What do people need to eat to refuel after a long run?
Balance is key and it’s not just focusing on one nutrient. If you follow the 3 R’s rule you will ensure you are nailing your recovery every time.
Rehydrate with water or / and electrolyte drink. You need to take on fluid at a rate that you are not peeing it straight out! As soon as you have finished your run drink 500mls fluid. After that, drink little and often until urine is clear or you have reached your pre-run weight.
Refuel with carbohydrate but no need to over compensate! If you have 24 hours between sessions, your strategy can be a little more relaxed. Follow your daily carb needs appropriate for your level of activity and ensure a well-balanced meal within an hour of finishing exercise. A well-balanced meal is hitting all the main food groups, a portion of protein, carbohydrate and a half a plate with veggies or salad. Simple but effective!

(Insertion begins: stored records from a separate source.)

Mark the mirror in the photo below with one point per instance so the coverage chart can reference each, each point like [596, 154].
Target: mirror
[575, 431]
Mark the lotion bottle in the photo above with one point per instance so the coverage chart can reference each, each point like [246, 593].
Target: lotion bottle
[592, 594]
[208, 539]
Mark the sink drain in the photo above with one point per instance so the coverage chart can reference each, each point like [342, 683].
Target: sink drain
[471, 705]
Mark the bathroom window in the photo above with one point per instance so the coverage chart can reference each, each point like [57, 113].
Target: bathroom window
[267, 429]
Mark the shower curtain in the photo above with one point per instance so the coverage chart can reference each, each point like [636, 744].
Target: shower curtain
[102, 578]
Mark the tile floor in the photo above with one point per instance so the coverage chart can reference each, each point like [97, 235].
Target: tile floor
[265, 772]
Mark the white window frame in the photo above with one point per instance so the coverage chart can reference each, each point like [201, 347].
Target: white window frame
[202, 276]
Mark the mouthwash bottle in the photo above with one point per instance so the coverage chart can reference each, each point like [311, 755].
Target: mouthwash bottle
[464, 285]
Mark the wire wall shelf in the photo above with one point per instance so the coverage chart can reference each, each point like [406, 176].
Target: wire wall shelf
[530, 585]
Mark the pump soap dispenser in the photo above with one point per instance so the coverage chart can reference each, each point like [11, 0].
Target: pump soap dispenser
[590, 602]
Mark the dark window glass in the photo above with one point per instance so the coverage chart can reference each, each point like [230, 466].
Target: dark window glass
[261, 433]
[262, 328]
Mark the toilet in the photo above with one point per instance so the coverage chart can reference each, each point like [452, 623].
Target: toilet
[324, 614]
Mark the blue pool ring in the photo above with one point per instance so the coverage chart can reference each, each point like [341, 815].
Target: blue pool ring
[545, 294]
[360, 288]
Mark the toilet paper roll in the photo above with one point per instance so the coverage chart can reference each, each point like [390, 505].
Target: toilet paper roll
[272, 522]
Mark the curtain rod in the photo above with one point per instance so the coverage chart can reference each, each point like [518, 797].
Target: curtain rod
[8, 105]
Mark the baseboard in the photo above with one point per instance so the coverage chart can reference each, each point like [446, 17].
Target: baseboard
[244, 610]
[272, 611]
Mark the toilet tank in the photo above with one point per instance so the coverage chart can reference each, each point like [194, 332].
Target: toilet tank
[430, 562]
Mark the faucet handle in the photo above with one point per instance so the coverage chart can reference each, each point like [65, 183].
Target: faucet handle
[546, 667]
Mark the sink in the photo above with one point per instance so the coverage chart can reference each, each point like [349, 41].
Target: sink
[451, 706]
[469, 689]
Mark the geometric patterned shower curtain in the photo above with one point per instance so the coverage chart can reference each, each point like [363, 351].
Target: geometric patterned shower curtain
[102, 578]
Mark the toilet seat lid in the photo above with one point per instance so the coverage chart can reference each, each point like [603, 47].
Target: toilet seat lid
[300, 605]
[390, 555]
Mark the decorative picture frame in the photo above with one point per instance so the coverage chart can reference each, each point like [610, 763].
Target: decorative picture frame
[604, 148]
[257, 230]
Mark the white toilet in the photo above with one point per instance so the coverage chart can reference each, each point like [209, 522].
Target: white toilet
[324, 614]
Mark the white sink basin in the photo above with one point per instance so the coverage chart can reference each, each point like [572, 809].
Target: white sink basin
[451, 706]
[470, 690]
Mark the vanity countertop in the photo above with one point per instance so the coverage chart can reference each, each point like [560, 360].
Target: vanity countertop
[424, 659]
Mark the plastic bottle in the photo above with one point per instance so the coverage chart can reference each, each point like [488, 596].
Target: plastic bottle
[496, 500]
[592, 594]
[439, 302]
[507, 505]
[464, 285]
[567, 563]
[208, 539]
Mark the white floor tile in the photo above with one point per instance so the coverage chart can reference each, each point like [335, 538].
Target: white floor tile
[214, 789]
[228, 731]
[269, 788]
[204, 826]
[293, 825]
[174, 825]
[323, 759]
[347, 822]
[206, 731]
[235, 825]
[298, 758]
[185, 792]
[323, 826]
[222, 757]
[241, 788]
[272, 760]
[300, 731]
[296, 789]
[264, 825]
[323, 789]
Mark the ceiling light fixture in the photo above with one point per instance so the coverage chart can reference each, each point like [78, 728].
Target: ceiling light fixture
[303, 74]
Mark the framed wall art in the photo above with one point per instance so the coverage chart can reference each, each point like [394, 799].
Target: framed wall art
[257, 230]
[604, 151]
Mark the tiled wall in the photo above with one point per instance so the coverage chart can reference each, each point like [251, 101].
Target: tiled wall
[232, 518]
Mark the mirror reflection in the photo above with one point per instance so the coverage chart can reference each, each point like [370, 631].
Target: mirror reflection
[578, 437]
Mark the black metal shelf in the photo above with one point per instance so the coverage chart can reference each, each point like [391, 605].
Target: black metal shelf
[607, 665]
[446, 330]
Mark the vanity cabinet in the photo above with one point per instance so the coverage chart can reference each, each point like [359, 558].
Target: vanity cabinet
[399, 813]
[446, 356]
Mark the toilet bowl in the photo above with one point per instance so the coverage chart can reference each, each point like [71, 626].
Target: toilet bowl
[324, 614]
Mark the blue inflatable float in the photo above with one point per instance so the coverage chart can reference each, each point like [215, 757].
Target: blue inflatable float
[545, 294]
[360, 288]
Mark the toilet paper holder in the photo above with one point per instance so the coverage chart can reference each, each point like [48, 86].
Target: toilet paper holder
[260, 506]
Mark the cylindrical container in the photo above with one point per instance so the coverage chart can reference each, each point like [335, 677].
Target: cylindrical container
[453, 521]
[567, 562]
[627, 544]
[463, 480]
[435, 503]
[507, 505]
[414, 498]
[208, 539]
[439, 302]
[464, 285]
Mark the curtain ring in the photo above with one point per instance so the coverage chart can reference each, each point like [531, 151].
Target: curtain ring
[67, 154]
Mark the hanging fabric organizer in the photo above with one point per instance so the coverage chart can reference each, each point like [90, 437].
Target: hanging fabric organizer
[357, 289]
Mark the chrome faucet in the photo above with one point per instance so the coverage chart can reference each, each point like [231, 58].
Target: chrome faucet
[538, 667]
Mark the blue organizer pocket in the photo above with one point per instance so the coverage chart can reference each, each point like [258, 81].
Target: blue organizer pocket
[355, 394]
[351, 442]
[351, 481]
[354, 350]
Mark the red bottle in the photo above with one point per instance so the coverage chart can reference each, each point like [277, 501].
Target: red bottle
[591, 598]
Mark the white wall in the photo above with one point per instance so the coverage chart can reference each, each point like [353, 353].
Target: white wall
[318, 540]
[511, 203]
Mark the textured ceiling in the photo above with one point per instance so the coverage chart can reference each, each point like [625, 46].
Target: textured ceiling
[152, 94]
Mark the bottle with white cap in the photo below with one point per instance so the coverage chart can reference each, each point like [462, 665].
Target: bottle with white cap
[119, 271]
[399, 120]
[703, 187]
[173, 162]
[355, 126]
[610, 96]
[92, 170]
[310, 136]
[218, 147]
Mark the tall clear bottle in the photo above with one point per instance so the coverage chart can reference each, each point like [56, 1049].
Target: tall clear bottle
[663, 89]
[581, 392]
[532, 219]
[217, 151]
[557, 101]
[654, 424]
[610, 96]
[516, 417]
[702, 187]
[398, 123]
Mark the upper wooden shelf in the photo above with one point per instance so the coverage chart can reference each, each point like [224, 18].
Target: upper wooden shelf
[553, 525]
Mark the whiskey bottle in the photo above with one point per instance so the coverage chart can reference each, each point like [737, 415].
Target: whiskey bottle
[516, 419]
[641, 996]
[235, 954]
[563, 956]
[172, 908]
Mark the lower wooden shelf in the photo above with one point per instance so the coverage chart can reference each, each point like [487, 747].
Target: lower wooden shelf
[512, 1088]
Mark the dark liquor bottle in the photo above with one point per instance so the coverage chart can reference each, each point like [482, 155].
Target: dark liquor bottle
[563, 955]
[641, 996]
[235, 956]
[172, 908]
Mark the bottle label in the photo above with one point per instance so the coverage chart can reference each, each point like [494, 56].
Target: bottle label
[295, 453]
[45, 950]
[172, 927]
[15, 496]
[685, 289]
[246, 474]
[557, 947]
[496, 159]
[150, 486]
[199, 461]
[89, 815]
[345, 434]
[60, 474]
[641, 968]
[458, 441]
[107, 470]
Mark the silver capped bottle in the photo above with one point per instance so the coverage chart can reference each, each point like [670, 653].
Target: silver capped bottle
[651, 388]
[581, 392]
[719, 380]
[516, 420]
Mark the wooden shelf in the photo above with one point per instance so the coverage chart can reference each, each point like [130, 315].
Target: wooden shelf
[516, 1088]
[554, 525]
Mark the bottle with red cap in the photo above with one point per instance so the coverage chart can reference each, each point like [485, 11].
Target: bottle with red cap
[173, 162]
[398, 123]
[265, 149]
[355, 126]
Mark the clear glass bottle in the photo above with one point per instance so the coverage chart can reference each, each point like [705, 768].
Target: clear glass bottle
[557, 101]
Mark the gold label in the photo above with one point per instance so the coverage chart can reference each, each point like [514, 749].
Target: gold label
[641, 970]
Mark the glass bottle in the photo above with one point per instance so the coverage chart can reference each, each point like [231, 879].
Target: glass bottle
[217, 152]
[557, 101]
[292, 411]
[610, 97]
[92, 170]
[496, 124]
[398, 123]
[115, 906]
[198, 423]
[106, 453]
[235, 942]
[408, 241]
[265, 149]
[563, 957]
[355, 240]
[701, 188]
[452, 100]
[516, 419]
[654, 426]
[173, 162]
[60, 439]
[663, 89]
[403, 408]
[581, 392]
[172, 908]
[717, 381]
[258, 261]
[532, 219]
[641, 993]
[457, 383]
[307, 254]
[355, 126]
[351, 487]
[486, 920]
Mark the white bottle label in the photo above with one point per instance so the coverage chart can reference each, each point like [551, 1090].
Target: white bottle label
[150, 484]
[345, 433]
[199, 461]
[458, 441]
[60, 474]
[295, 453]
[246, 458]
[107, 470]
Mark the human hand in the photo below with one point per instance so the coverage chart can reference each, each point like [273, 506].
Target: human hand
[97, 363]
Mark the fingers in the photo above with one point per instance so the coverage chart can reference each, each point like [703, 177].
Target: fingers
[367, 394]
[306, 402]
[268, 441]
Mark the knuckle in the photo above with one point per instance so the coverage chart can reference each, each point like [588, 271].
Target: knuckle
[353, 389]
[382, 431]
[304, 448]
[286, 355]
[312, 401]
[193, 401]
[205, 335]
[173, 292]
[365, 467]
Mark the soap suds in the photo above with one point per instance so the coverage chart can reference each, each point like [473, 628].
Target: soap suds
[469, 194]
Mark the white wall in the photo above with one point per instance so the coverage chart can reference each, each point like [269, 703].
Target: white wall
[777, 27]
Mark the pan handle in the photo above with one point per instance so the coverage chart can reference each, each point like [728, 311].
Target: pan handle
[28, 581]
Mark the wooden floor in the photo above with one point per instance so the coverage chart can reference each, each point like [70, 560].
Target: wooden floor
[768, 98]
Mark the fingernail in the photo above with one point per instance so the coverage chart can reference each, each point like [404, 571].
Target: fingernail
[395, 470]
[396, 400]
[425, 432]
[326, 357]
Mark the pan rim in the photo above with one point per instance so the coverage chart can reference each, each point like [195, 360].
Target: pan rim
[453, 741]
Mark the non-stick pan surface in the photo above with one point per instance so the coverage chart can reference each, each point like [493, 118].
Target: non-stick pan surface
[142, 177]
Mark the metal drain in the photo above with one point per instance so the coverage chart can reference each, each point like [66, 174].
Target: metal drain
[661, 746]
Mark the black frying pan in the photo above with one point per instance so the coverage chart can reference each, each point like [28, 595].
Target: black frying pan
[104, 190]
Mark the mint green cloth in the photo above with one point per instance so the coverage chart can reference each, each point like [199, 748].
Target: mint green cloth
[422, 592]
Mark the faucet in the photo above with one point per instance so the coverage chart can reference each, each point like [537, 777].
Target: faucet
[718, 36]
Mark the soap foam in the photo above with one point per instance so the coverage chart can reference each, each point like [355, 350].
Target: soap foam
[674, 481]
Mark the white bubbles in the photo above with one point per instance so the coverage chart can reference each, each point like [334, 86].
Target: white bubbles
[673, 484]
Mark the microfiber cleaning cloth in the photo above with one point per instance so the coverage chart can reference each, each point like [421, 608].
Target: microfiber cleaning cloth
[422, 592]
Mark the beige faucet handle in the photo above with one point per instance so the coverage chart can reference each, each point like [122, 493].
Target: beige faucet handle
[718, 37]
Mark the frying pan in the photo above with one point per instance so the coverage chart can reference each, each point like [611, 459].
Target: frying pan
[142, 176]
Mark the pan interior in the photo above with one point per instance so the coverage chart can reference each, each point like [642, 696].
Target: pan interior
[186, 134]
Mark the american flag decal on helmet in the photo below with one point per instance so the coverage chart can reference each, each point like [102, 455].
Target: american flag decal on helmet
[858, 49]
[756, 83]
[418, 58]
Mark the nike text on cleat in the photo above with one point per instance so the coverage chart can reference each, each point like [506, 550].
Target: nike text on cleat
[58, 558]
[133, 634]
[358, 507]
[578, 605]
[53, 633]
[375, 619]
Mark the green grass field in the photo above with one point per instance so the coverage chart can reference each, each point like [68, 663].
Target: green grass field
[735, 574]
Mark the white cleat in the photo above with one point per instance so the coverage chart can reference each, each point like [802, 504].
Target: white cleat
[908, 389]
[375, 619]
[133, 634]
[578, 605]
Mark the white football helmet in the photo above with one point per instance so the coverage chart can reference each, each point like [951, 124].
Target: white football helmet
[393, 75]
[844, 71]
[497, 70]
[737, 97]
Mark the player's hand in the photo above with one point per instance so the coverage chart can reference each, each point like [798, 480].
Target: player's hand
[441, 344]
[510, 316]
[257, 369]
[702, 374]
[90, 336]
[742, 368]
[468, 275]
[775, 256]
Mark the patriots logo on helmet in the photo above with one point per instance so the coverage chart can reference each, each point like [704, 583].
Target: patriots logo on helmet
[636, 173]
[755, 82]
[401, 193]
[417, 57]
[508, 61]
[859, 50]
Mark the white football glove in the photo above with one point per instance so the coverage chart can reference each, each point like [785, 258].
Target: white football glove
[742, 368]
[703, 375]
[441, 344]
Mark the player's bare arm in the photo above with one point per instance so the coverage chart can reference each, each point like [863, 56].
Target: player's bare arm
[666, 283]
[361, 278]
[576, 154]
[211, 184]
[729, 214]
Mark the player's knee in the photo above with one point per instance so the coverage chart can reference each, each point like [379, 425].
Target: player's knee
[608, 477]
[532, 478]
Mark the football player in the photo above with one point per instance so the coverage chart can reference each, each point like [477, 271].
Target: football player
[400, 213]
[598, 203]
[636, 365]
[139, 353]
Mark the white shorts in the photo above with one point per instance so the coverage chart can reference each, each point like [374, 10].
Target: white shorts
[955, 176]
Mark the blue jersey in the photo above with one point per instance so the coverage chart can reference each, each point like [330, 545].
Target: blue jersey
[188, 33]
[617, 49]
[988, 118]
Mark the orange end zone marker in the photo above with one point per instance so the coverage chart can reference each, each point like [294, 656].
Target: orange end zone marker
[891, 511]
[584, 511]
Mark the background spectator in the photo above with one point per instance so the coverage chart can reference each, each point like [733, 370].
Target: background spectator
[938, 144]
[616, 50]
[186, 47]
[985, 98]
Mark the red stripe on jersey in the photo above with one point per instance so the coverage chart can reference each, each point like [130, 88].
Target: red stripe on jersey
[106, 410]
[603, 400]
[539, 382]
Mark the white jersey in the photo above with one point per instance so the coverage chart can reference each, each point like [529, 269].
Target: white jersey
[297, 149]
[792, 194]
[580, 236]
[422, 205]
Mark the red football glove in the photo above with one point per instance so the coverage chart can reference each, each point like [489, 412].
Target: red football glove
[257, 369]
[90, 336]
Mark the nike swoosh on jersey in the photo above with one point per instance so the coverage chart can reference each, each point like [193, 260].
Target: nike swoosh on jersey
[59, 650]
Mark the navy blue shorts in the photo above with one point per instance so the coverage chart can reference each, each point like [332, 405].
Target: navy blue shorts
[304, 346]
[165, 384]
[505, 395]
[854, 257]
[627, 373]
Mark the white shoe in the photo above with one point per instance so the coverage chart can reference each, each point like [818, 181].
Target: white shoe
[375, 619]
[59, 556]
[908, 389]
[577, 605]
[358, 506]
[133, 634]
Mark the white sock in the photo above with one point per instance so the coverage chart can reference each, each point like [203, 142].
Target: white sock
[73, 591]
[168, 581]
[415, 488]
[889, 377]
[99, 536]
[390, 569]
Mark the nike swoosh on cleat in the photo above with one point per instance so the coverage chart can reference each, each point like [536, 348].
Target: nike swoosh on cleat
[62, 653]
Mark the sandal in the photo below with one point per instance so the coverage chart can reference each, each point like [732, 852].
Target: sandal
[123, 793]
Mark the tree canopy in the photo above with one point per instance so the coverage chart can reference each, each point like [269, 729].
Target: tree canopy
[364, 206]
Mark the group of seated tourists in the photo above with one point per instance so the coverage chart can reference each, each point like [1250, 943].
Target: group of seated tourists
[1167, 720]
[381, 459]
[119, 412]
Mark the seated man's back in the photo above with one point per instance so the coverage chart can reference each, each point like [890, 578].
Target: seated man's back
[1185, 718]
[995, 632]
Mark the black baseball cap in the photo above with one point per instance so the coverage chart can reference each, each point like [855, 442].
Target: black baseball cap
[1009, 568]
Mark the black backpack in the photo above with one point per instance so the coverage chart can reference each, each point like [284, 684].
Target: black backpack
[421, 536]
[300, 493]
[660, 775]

If you have less than 8 hours between sessions, or you have done a gruelling fasted sessions this is where you need to be more exact. Take approximately 1g carbs / kg of body weight each hour for 3-4 hours to maximise glycogen synthesis. This way you will ensure your glycogen stores are as restored as much as possible for the next session.
Rebuild with protein. Protein is not essential for the immediate post session recovery but plays a large part in long term recovery and adaptation to training. Therefore, getting into the habit of having approx. 20g protein 60 – 90 mins post run, then same again for subsequent meals to get your recovery right.